Studies have shown that exposure to mass media promotes health-related behaviors including reproductive health services [28, 29]. In line with this, women who own TV were more likely to utilize skilled birth attendance as compared to those who do not have. A study done in Bolivia also suggested that mass media are effective in information dissemination which fosters inter-personnel communication that could facilitate behavioral changes allowing for the adoption of new/different behaviors [30].
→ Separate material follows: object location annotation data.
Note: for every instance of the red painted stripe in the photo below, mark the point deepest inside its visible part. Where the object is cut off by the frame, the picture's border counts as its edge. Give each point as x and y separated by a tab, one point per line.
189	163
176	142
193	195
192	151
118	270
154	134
As a limitation, unmeasured independent factors may have important impacts on the outcomes that could not be captured in this study. Specifically, economical status, knowledge of danger signs, attitude towards health professionals and husbands` approval and involvement. This is because of the nature of the study that a secondary analysis of a prospective infant mortality study is done to identify the determinants of skilled birth attendance utilization.

Conclusions

The results of this study showed that the determinants of skilled attendance during child birth are mostly socio-demographic and service related. The major factors identified include women’s education, place of residence, frequency of antenatal care service, ever use of family planning and having Television. Encouraging women to complete at least secondary school and teaching/encouraging women to have antenatal care frequently are important to increase skilled attendance during delivery. Researchers should also explore effective ways of increasing service utilization among less educated and uneducated women, women in rural areas and women who are not taking ANC.